UvA

Multiple sclerosis (MS) is characterized by immune activation and focal demyelination in the central nervous system. The aim of this thesis was to gain more insight into the mechanisms of myelin phagocytosis by resident microglia and infiltrating macrophages.
We first evaluated the expression of the most frequently used histological microglia markers (HLA-DR, CD68 ad Iba1) in different activation stadia of microglia. We found a similar, yet not identical, overall expression pattern and concluded that these markers have different potential for neuropathological analysis.

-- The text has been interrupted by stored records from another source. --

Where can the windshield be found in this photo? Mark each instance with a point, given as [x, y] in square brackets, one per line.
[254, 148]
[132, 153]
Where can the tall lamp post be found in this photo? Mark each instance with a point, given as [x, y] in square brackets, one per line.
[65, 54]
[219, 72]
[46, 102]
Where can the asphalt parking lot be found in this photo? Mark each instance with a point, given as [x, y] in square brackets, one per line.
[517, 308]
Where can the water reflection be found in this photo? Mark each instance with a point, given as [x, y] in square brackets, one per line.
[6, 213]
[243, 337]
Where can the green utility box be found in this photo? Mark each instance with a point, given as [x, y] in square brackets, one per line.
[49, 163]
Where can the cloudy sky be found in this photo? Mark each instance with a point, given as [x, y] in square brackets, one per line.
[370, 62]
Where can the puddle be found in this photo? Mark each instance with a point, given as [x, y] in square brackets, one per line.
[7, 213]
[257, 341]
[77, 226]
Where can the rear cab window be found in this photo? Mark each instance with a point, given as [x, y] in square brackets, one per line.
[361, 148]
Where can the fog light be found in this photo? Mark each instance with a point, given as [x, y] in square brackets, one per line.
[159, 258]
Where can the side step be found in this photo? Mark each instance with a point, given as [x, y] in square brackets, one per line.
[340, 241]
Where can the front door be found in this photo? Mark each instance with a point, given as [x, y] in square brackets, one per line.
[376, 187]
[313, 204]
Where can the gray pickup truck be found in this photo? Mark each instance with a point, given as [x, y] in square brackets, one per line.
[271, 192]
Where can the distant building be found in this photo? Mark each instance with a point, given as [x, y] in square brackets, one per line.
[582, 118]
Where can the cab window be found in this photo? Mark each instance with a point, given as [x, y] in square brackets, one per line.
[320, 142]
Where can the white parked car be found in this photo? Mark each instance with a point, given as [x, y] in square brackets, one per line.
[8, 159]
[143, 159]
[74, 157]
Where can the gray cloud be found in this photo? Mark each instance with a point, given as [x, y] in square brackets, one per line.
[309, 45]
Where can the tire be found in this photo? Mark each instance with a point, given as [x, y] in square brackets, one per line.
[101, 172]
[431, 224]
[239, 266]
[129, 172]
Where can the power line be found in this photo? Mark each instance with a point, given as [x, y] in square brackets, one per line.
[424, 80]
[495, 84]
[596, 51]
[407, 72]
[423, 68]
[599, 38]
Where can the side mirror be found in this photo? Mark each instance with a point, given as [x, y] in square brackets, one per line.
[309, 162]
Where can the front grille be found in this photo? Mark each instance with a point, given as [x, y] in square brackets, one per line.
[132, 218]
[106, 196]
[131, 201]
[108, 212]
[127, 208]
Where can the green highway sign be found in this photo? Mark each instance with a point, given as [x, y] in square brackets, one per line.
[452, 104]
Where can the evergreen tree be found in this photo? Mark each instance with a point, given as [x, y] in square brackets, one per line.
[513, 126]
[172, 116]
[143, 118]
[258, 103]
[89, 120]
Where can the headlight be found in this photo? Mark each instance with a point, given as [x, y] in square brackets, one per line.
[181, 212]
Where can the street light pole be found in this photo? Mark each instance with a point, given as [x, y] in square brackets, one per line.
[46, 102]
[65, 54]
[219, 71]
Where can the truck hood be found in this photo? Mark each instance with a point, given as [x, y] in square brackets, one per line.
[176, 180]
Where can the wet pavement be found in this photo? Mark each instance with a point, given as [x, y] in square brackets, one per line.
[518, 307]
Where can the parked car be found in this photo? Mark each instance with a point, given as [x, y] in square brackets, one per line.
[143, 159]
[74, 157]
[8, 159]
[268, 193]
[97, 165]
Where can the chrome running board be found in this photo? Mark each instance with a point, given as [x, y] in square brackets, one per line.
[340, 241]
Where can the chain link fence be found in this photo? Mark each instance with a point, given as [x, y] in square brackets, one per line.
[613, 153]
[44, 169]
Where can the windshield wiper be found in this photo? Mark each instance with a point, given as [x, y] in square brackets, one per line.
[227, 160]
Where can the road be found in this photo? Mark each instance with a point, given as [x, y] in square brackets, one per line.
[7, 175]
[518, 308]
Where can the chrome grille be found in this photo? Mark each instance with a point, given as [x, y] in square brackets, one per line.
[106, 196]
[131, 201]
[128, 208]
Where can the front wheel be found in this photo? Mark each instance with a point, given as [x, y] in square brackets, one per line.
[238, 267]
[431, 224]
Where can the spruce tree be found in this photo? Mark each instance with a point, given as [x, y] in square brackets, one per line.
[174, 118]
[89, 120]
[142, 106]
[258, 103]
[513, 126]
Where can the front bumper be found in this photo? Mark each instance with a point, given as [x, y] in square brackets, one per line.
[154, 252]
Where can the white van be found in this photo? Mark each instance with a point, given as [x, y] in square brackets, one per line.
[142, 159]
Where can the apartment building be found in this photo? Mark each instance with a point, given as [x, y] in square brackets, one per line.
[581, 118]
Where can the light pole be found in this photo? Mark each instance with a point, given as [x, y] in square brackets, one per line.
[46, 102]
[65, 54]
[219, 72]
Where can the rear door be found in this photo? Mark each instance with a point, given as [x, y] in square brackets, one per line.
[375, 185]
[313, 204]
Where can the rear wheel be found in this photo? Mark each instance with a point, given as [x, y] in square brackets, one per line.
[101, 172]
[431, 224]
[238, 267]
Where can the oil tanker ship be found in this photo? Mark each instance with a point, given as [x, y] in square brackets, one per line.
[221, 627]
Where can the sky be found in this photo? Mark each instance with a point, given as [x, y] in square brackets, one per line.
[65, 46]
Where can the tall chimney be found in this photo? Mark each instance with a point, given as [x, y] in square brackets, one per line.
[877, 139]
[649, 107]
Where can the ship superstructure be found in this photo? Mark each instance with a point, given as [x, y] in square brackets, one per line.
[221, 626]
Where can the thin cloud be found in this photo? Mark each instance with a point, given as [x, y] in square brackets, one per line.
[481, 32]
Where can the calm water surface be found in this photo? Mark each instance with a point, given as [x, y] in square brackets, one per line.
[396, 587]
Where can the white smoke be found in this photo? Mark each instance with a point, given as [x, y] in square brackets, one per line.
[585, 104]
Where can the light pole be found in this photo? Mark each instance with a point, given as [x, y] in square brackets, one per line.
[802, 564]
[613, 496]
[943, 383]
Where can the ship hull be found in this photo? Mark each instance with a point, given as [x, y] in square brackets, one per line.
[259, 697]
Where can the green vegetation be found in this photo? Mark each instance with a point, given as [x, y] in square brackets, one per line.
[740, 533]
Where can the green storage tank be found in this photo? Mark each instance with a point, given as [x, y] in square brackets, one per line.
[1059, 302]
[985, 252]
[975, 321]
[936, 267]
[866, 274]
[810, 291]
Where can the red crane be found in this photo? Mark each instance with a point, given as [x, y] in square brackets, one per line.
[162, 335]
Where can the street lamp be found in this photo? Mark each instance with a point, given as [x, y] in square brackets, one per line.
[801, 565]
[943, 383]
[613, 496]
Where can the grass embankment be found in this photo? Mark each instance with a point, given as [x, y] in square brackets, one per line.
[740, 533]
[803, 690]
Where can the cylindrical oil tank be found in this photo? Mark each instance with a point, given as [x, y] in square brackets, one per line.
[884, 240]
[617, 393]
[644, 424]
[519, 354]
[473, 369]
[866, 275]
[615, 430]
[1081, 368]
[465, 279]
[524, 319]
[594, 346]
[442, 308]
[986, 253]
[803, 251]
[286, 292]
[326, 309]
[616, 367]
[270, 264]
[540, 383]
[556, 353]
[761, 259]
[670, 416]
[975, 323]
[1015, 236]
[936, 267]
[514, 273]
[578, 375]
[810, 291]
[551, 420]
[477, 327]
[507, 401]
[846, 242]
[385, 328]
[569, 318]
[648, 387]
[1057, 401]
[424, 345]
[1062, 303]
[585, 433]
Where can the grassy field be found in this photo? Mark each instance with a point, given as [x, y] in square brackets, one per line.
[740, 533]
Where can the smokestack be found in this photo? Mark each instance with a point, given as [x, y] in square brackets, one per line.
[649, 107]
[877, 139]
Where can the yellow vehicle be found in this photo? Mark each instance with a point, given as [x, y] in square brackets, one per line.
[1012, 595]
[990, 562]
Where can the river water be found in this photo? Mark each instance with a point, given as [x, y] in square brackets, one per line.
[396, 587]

Next, we set up a hypothesis-free microarray approach to evaluate the microenvironment throughout MS lesion progression, and to identify genes that could potentially be involved in MS lesion onset or progression, or lesion halt. We identified several genes of interest: CHIT1, GPNMB, CCL18, OLR1, CD68, MSR1, CXCL16, CXCR4, NPY, KANK4, NCAN, TKTL1, and ANO4. Since scavenger receptors (SRs) have been indicated to play a role in demyelination, we also specifically studied their mRNA and protein expression in different MS lesions. We found OLR1, CD68, MSR1, and CXCL16 upregulated in and around chronic active MS lesions. Furthermore, in vitro downregulation of the SRs MSR1 and CXCL16 reduced myelin uptake, indicating a role for SRs in demyelination in MS.
Last, we compared the uptake of myelin isolated from MS patients and healthy controls, as changes in MS myelin might also contribute to the onset of demyelination in MS. Indeed, MS myelin was phagocytosed more efficiently than control myelin by the human macrophage cell line THP-1 and by primary human microglia.